Question: Plotting multiple signal files against a single genomic region
gravatar for keller.mckowen
9 months ago by
keller.mckowen10 wrote:

I would like to create a sorted heatmap around a single gene region, across over 1600 experimental samples. In each experiment, a TF has been knocked down in a cell line. I have processed the data and normalized the samples against a negative control for each replicate plate. I now have normalized bigwig files.
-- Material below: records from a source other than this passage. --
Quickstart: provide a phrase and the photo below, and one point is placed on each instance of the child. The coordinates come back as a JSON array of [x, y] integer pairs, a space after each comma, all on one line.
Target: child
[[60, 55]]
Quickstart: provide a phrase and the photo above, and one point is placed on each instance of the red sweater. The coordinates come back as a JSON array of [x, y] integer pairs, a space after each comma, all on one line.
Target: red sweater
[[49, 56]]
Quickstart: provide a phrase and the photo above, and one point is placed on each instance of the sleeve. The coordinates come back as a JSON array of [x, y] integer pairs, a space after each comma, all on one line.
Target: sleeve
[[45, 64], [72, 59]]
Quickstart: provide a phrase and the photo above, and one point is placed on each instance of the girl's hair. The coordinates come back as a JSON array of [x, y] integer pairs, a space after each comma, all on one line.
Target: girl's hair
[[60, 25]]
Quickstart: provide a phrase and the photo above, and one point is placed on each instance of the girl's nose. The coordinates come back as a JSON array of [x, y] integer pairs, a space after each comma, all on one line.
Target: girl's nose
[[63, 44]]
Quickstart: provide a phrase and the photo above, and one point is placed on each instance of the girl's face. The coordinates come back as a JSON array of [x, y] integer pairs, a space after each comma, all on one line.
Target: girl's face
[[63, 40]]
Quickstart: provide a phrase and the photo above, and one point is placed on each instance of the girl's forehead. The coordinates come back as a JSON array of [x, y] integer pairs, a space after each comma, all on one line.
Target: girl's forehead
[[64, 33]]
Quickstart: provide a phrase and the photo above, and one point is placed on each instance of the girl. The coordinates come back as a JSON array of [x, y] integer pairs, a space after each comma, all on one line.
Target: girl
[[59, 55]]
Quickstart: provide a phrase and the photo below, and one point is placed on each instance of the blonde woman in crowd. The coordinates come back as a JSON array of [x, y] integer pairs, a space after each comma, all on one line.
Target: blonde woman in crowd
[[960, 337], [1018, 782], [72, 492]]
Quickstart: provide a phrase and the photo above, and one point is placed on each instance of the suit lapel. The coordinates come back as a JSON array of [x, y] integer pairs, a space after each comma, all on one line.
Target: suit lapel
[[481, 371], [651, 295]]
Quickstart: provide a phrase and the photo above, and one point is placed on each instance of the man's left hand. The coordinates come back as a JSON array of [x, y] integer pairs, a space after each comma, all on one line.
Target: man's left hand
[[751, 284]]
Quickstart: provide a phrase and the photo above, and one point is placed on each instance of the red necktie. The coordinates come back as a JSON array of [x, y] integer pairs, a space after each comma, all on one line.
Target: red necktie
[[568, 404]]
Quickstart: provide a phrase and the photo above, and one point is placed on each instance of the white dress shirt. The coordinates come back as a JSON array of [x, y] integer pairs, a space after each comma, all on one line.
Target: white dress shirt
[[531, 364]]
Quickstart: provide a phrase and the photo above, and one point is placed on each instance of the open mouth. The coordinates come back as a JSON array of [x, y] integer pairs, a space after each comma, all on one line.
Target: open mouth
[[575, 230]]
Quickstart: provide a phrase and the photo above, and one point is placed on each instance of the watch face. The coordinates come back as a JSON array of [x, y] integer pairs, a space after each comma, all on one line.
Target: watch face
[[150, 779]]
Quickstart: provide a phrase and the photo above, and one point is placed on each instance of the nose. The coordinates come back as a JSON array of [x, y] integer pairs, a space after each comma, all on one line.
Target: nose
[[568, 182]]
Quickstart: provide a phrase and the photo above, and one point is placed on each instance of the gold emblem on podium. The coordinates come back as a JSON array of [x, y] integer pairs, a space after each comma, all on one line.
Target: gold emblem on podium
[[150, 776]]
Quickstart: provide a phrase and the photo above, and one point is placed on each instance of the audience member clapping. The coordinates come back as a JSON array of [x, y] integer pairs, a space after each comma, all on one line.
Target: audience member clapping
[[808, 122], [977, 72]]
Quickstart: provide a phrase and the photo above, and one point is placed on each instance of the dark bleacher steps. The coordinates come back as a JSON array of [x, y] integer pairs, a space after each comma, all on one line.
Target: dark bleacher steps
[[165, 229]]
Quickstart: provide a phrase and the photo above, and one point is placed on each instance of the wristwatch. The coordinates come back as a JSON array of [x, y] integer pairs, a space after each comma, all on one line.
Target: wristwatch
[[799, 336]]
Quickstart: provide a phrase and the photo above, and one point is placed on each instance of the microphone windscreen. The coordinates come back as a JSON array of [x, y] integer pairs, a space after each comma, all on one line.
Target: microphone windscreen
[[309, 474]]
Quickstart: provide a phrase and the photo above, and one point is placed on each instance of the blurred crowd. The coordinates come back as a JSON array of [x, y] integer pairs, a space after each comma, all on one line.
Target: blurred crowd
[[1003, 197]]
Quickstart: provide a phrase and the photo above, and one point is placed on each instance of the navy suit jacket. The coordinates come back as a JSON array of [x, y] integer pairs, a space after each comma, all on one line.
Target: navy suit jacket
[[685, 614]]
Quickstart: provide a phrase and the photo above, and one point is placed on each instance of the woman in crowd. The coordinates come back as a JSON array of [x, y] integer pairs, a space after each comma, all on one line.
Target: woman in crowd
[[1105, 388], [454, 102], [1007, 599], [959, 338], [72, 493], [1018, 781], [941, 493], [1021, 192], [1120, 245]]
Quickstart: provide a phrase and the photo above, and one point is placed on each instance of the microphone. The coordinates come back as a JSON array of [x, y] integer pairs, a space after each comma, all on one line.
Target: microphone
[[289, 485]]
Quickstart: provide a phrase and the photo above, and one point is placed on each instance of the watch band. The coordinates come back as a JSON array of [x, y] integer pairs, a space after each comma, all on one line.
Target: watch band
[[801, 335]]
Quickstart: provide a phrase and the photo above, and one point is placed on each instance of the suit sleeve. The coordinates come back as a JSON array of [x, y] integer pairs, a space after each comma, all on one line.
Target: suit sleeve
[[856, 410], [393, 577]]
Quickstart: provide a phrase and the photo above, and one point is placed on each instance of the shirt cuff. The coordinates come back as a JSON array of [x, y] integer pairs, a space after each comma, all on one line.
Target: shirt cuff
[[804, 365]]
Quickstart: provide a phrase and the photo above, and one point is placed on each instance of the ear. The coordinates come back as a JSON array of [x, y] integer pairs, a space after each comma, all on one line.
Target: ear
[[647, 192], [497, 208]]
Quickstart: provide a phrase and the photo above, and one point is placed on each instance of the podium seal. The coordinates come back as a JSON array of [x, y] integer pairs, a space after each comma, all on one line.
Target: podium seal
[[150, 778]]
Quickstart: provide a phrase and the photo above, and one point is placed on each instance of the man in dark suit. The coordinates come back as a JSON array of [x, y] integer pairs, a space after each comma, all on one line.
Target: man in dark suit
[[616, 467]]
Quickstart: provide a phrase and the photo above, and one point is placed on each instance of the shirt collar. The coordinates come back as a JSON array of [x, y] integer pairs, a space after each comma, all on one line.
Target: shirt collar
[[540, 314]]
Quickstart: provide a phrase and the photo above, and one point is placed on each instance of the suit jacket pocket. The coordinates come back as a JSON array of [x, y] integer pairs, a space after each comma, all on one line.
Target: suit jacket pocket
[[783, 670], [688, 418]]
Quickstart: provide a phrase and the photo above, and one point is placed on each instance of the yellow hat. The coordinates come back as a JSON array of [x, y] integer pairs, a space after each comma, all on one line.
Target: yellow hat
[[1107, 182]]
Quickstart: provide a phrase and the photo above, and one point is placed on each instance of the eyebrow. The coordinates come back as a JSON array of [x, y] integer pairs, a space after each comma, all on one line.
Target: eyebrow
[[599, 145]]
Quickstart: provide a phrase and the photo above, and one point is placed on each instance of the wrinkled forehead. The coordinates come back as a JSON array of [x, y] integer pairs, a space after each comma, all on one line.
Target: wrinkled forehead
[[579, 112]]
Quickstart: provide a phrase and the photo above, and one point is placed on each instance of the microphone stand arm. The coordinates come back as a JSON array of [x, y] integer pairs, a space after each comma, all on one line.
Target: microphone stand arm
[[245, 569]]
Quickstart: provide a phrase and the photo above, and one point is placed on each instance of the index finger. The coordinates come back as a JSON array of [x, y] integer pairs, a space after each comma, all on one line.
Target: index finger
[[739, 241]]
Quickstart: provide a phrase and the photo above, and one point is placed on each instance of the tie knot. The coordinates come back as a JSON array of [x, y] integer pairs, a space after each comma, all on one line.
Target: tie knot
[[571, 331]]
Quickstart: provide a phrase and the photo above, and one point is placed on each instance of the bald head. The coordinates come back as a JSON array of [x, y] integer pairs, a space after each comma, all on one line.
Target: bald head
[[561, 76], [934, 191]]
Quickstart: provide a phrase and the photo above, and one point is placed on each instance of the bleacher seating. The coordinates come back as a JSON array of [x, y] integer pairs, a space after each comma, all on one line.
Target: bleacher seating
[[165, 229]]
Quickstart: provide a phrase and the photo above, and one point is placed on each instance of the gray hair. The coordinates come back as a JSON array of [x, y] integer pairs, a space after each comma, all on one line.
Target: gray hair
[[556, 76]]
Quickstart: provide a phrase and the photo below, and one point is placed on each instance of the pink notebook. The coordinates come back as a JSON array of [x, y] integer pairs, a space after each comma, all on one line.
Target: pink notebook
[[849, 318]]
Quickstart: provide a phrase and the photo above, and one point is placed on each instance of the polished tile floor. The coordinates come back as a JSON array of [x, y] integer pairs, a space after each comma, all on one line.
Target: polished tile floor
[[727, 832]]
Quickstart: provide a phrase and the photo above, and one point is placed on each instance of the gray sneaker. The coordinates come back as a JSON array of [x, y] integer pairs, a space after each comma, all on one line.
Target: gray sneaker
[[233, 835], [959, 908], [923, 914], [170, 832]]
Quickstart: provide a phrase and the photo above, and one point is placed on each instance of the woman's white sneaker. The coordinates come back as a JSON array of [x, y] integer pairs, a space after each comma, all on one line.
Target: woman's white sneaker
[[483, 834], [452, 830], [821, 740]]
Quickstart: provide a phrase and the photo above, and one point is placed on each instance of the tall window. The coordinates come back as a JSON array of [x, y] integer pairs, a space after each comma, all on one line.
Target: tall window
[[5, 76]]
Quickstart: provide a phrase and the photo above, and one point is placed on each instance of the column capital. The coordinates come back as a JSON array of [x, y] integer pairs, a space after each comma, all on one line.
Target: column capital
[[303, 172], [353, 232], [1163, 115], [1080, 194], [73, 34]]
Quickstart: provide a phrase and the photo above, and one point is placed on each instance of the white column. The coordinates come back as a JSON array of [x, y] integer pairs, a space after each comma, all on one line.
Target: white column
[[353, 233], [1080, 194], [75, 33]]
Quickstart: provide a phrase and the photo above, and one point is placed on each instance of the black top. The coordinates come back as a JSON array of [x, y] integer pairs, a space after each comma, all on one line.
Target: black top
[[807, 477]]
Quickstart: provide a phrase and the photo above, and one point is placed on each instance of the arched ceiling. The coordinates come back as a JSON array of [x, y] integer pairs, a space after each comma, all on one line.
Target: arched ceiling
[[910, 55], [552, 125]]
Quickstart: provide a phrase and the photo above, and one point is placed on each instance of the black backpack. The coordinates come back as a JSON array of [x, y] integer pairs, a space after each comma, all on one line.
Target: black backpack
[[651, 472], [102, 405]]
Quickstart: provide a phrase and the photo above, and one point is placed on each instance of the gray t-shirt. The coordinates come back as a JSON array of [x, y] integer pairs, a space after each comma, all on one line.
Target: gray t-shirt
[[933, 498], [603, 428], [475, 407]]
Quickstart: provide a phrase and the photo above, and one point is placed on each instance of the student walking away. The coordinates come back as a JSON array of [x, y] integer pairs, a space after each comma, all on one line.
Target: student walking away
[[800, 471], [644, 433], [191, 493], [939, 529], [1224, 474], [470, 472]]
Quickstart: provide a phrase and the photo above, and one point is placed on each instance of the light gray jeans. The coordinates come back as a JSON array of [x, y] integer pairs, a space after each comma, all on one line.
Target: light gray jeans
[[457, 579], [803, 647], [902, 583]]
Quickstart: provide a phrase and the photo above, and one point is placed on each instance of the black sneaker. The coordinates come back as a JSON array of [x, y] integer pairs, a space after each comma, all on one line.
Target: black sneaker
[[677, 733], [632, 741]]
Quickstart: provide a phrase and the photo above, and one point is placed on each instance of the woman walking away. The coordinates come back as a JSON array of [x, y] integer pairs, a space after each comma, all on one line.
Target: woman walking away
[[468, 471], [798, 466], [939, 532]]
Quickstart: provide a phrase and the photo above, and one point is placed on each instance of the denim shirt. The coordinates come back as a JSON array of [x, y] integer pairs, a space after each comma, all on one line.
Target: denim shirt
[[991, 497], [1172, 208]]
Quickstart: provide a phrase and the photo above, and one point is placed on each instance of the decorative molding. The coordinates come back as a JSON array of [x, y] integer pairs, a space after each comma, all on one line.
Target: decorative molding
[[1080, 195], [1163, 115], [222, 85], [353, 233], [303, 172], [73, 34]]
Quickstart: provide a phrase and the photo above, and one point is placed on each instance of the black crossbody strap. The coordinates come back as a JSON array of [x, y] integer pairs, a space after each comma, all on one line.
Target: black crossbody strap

I would like to make a heatmap in which each signal line comes from a different bigwig file in my sample library. The region would be the same for every line, my gene of interest. Using this, I could sort the experiments by which had a strong effect on my gene.

This seems like a useful function to add to an analysis suite such as Deeptools. I will try to implement a solution myself. But I am certain someone here can come up with a more elegant and integrated solution that I could.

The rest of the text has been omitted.